Starting in the 2022 plan year, the CAA will prohibit surprise medical bills in three situations where it is particularly difficult for participants to avoid nonparticipating providers:
- Nonparticipating emergency services;
- Nonparticipating providers working at participating facilities; and
- Nonparticipating air ambulances.
Starting in the 2022 plan year, when a claim is made for items or services from a nonparticipating provider in one of those three situations, the group health plan will need to:
- Base the participant’s cost sharing on the “recognized amount” (generally, the median of contracted rates);
- Apply in-network cost sharing (i.e. copays, deductibles, and coinsurance);
- Count cost sharing toward in-network deductible and in-network out-of-pocket maximum;
- Adjudicate a claim within 30 days of receipt of the bill; and
- Send an initial payment based on the recognized amount (or a denial) directly to the nonparticipating provider.
Notably, these requirements will apply to both non-grandfathered and grandfathered group health plans.
Even if the nonparticipating provider is dissatisfied with the amount of the payment, it will not be permitted to balance bill the participant. The nonparticipating provider’s only option will be to pursue additional payment from the group health plan through negotiations and arbitration.
HOW WILL DISAGREEMENTS BETWEEN PLANS AND NONPARTICIPATING PROVIDERS BE RESOLVED?
If the nonparticipating provider is dissatisfied with the amount of the payment, its first step will be a demand for 30 days of negotiations. If negotiations between the nonparticipating provider and group health plan are not successful, the parties then move on to binding baseball arbitration with a certified independent dispute resolution (IDR) entity. Once the IDR entity is selected, the parties have 10 days to submit a proposed payment amount along with supporting documentation. The IDR entity then has 30 days to pick one of the two amounts. The CAA lists factors that the IDR entity may consider in deciding between the two amounts (including contracted rates and the provider’s good faith efforts to join networks). However, the IDR entity is not permitted to consider Medicare or Medicaid rates or the provider’s billed charge.
If the IDR entity picks an amount that exceeds the group health plan’s initial payment, the group health plan must then pay the difference to the nonparticipating provider. Also, the “loser” (i.e., the party that submitted the amount that was not picked by the IDR entity) has to pay the IDR fees.
The CAA also gives a participant in a non-grandfathered plan the option to request external review of claims subject to the surprise medical billing protections. It is not clear how the arbitration and external review processes will be coordinated.
CAN A NONPARTICIPATING PROVIDER ASK A PARTICIPANT TO WAIVE SURPRISE MEDICAL BILLING PROTECTIONS?

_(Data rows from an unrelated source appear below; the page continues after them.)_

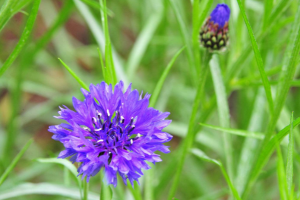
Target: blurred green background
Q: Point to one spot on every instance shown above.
(145, 36)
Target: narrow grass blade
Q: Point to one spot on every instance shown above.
(85, 189)
(202, 156)
(5, 11)
(106, 75)
(106, 192)
(258, 57)
(223, 111)
(108, 51)
(190, 137)
(135, 191)
(24, 37)
(161, 81)
(67, 164)
(15, 161)
(185, 35)
(74, 75)
(142, 43)
(59, 21)
(96, 30)
(44, 189)
(266, 152)
(281, 176)
(244, 133)
(289, 165)
(97, 6)
(250, 145)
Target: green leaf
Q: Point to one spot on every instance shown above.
(289, 165)
(281, 174)
(85, 187)
(266, 152)
(258, 57)
(108, 50)
(23, 39)
(106, 191)
(5, 11)
(135, 191)
(44, 189)
(66, 163)
(15, 161)
(223, 110)
(202, 155)
(96, 30)
(186, 38)
(190, 137)
(142, 42)
(161, 81)
(74, 75)
(239, 132)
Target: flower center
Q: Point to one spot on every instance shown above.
(111, 132)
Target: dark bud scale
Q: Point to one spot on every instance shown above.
(213, 37)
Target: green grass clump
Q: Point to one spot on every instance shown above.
(235, 114)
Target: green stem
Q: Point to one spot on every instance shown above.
(85, 189)
(188, 141)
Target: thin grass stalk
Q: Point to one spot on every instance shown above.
(188, 141)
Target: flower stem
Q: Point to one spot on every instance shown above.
(85, 189)
(188, 141)
(105, 192)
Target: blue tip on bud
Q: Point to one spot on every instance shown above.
(214, 33)
(220, 15)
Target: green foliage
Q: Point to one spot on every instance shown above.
(246, 93)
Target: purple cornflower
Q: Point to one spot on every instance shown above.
(112, 129)
(214, 33)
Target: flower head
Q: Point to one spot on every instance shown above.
(112, 129)
(214, 33)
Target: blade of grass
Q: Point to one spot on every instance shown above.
(44, 189)
(106, 192)
(289, 165)
(74, 75)
(190, 137)
(5, 11)
(23, 39)
(135, 191)
(108, 52)
(185, 35)
(223, 111)
(258, 57)
(281, 174)
(67, 165)
(142, 42)
(158, 87)
(15, 161)
(239, 132)
(202, 156)
(250, 145)
(85, 185)
(100, 38)
(161, 81)
(289, 67)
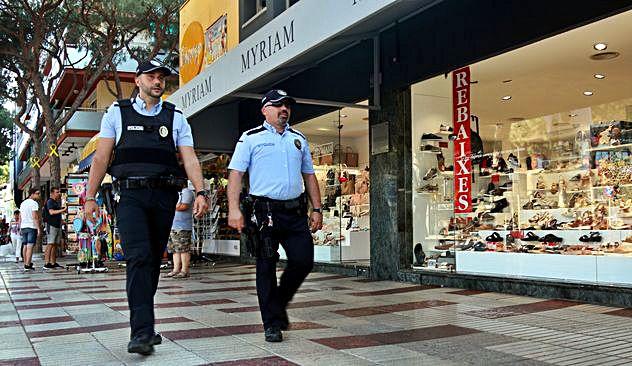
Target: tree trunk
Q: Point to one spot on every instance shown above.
(53, 159)
(36, 183)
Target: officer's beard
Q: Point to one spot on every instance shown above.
(283, 120)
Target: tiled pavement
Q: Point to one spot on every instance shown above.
(63, 318)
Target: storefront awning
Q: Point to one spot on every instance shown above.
(299, 38)
(87, 154)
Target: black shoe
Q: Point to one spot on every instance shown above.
(156, 339)
(420, 256)
(531, 237)
(285, 321)
(431, 148)
(141, 345)
(550, 238)
(494, 238)
(430, 174)
(431, 136)
(273, 334)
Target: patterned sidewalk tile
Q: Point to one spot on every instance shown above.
(52, 318)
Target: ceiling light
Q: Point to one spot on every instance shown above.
(600, 46)
(601, 56)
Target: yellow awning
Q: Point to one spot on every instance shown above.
(90, 147)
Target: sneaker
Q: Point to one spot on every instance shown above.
(428, 188)
(444, 128)
(431, 136)
(430, 174)
(431, 148)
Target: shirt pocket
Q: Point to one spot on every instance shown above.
(263, 150)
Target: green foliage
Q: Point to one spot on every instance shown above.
(6, 135)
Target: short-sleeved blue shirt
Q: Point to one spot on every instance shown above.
(275, 162)
(111, 124)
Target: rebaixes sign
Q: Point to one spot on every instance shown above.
(462, 142)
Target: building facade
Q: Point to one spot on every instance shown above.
(537, 97)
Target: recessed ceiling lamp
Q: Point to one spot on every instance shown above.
(600, 46)
(601, 56)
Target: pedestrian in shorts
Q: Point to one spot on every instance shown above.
(180, 237)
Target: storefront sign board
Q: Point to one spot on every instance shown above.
(462, 142)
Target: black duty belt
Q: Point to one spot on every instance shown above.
(265, 203)
(150, 182)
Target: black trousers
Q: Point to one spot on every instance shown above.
(291, 230)
(144, 219)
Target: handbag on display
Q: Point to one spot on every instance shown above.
(348, 186)
(350, 157)
(316, 156)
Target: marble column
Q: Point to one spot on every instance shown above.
(391, 193)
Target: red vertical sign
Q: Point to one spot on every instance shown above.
(462, 142)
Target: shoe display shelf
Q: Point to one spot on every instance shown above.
(598, 269)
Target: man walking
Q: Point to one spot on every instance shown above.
(279, 164)
(29, 226)
(145, 135)
(53, 211)
(16, 237)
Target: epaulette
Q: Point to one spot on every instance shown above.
(296, 132)
(255, 130)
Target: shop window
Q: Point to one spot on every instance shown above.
(339, 143)
(551, 181)
(252, 9)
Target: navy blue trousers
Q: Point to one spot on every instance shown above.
(291, 230)
(144, 219)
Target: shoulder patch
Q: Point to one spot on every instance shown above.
(124, 102)
(296, 132)
(255, 130)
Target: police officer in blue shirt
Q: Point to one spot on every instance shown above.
(145, 134)
(279, 165)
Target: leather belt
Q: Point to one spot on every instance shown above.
(150, 182)
(262, 203)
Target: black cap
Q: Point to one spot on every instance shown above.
(275, 97)
(151, 66)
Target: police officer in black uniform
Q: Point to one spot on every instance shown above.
(145, 134)
(280, 171)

Participant waiver of the surprise medical billing protections is permissible in narrow circumstances. A nonparticipating provider at a participating facility will be permitted to balance bill (and the surprise medical billing protections will not apply) if and only if:
- The nonparticipating provider is not providing “ancillary services” (i.e., emergency medicine, anesthesiology, pathology, radiology, neonatology and diagnostic services) or other services where there isn’t an available participating provider at the facility;
- The nonparticipating provider gives advance notice of its nonparticipating status and a good faith estimate of its charge; and
- The participant consents to be balance billed.
The details are TBD: the tri-agencies (IRS, DOL and HHS) will be issuing regulations on multiple aspects of these CAA surprise medical billing requirements. Even so, you may want to start conversations with your group health plan’s claims administrator. An employer retains legal responsibility for a self-insured group health plan’s compliance but, for something like this, the employer is going to have to rely on its claims administrator to put in place legally compliant processes.